I bought a very large lot yesterday that came with a dozen ho cars a dozen Big scales (1/32 1/24th cars and a mitt full of controllers and do dads...I have no knowlegde about controllers I plug em in till Ifind one I like has always been my theroy. So help a guy out and help me id these ones PLEASE!!!

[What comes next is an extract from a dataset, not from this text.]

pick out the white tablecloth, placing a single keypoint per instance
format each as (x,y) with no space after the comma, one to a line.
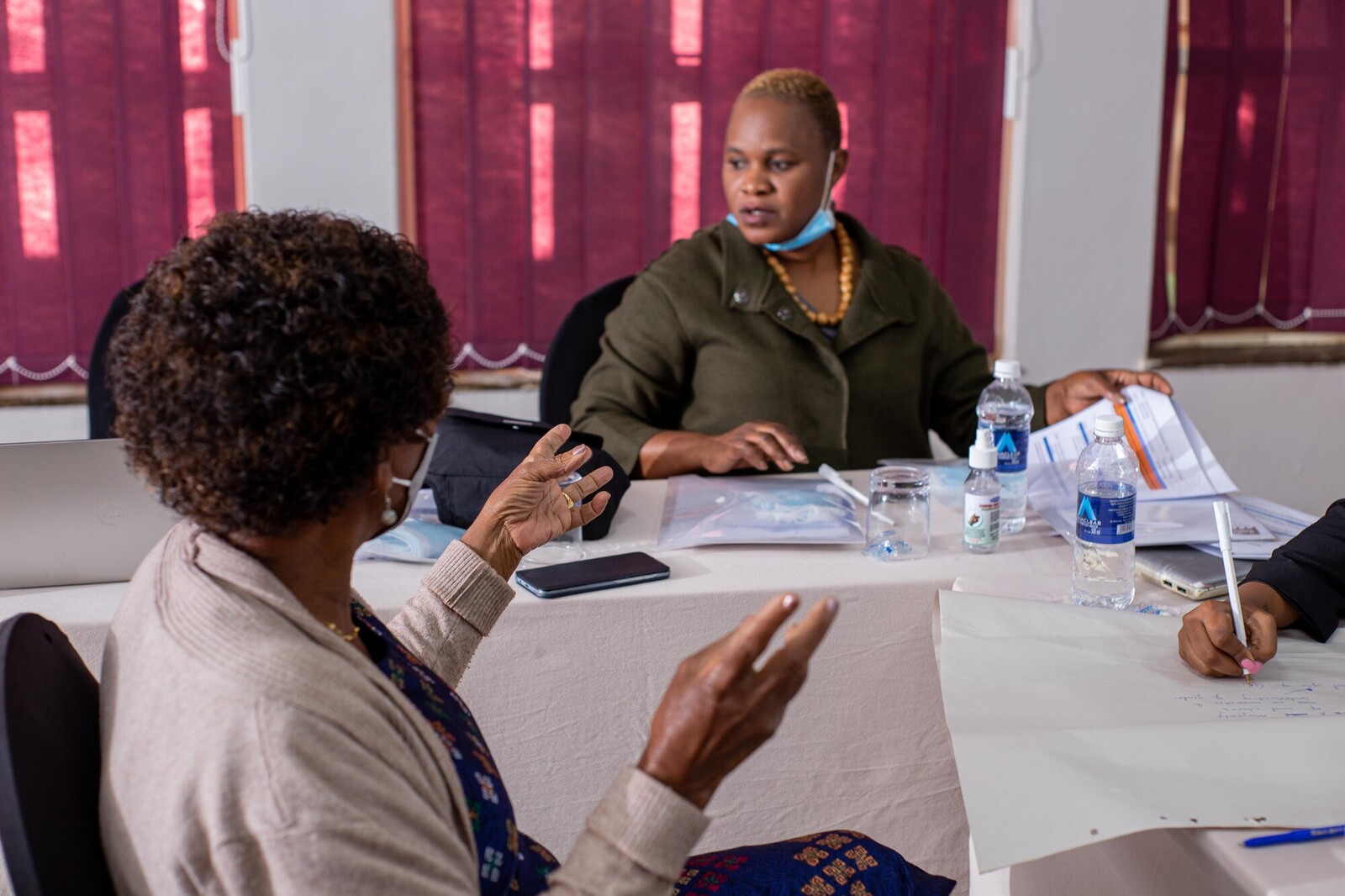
(564,689)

049 Parma 4 ohm with heat sink?
048 Parma HAndle Koford circuit board with brake and sensitvity adjustment with cooling fan
046 Parma Handle with Di falco Cicuit board Brake and Sensitivity adjustment
045 PArma Turboi with big heat sink 1ohm
041 PArma 4ohm big heat sinks also..

Any of these any good worth keeping dumping on fleabay?


Dave


----------



## BRS Hobbies (Feb 16, 2006)

Dave,

The 4 ohm controllers are usually used for 1/24 commercial track slot cars. What kind of slot cars are you planning on using with the controllers? You can change the resistor so the controller matches the cars.

Best regards,
Brian


----------



## noddaz (Aug 6, 1999)

*Controllers...*

Well coach...
What kind of cars do you run? And how serious do you race?
You can change the resistors in the regular Parmas to suit the type of cars you run.
And you can send the DiFalcos to the manufacture and have them set up for the type of cars you run.
(BTW, DiFalcos are normally very nice controllers. Depending on how many bands they have they can be top end type stuff...)

Scott


----------